2. • Statistics is the art of learning from data. It is concerned with the
collection of data, its subsequent description, and its analysis, which
often leads to the drawing of conclusions.
• In other situations, data are not yet available; in such cases statistical
theory can be used to design an appropriate experiment to generate
data. The experiment chosen should depend on the use that one
wants to make of the data.
• Example!
3. Data and Probability Models
• Descriptive statistics is the part of statistics concerned with the
description and summarization of data
• Inferential statistics is concerned with the drawing of conclusions
• To be able to draw logical conclusions from data, we usually make
some assumptions about the chances (or probabilities) of obtaining
the different data values.
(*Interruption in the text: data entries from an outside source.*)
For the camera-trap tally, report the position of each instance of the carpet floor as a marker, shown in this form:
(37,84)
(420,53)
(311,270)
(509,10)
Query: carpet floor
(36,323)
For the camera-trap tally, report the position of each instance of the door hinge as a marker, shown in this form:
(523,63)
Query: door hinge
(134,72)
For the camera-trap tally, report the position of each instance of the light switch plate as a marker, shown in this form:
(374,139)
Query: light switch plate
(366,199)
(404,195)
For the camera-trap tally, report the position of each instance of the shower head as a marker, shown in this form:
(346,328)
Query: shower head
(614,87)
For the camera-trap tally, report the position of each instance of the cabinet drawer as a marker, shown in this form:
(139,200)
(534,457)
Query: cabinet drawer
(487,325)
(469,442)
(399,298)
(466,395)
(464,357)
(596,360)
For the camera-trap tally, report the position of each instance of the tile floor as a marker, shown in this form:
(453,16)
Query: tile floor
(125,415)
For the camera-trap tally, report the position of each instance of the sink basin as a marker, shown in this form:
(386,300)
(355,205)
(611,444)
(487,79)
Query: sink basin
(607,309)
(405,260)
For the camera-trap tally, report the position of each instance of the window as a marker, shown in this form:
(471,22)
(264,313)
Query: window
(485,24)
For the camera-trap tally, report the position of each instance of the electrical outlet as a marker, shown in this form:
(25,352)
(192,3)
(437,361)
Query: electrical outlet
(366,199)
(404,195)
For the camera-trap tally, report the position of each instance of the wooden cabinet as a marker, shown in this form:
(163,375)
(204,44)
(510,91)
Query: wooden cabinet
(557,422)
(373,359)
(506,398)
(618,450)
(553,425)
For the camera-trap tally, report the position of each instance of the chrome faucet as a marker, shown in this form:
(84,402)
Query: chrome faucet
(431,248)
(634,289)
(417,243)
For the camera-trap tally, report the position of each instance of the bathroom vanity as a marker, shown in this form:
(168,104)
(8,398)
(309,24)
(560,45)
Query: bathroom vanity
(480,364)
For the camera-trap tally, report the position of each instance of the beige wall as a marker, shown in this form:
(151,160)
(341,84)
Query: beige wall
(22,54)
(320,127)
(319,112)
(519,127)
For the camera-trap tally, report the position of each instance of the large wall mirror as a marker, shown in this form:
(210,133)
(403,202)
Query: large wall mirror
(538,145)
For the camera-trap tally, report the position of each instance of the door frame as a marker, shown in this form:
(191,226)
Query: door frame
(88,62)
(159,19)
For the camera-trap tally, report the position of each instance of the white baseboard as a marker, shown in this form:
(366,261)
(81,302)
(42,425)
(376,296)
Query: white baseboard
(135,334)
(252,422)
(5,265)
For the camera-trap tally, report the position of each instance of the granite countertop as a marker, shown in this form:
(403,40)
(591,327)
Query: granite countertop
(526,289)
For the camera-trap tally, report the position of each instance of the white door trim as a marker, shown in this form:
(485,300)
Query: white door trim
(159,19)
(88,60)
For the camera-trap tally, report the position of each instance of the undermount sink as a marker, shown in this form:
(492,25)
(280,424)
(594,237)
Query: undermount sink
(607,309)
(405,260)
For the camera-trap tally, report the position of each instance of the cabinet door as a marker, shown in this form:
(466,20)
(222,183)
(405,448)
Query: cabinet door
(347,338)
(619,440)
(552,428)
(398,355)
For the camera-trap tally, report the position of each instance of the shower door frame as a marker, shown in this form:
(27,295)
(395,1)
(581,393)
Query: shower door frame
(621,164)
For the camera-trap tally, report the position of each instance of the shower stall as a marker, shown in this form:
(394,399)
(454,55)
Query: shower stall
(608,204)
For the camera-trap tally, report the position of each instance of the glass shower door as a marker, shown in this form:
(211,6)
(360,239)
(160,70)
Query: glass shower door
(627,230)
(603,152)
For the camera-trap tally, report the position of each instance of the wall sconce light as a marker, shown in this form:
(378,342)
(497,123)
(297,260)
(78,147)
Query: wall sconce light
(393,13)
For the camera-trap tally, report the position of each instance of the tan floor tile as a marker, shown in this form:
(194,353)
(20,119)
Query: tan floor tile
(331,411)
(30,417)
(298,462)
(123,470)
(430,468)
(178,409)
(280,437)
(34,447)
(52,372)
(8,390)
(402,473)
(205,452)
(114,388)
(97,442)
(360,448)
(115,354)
The totality of these assumptions is referred
to as a probability model for the data
4. Populations and Samples
• Population – total collection of
elements
• The population is often too large for
us to examine each of its members,
and therefore has to be subdivided..
• Sample – subgroup of a population
• If the sample is to be informative
about the total population, it must
be, in some sense, representative of
that population.
5. Describing Data Sets
• A data set having a relatively small number of
distinct values can be conveniently presented in a
frequency table.
• Example, Table 2.1 is a frequency table for a data
set consisting of the starting yearly salaries (to the
nearest thousand dollars) of 42 recently graduated
students of engineering. It shows that the lowest
starting salary of $57,000 was received by four of
the graduates, whereas the highest salary of
$70,000 was received by a single student. The most
common starting salary was $62,000, and was
received by 10 of the students.
6. • Data from a frequency table can be graphically represented by a line
graph that plots the distinct data values on the horizontal axis and
indicates their frequencies by the heights of vertical lines
7. • When the lines in a line graph are given added thickness, the graph is
called a bar graph.
8. • Another type of graph used to represent a frequency table is the frequency
polygon, which plots the frequencies of the different data values on the
vertical axis, and then connects the plotted points with straight lines.
9. Relative Frequency
• Consider a data set consisting of n
values. If f is the frequency of a particular
value, then the ratio f/n is called its
relative frequency.
• Relative frequency of a data value is the
proportion of the data that have that
value.
• You can also use a pie chart to represent
this data with each frequency
representing a percentage of the whole
pie.
10. Grouped Data
• For some data sets, the number of distinct values is too large. It is
useful to divide the values into groupings, or class intervals, and then
plot the number of data values falling in each class interval.
• It is common, although not essential, to choose class intervals of equal
length.
• The endpoints of a class interval are called the class boundaries.
• The example adopts the left-end inclusion convention, which
stipulates that a class interval contains its left-end but not its right-end
boundary point. Thus, for instance, the class interval 20–30 contains
all values that are both greater than or equal to 20 and less than 30.
12. • A bar graph plot of class data, with the bars
placed adjacent to each other, is called a
histogram.
18. • The mean, median, and mode are measures of central tendency that
are most widely used in the field of descriptive statistics. All the
measures provide a different view of the center of the data and
ensures that the information is well summarized and interpreted.
• In which situations is it best to use mean, median, or mode?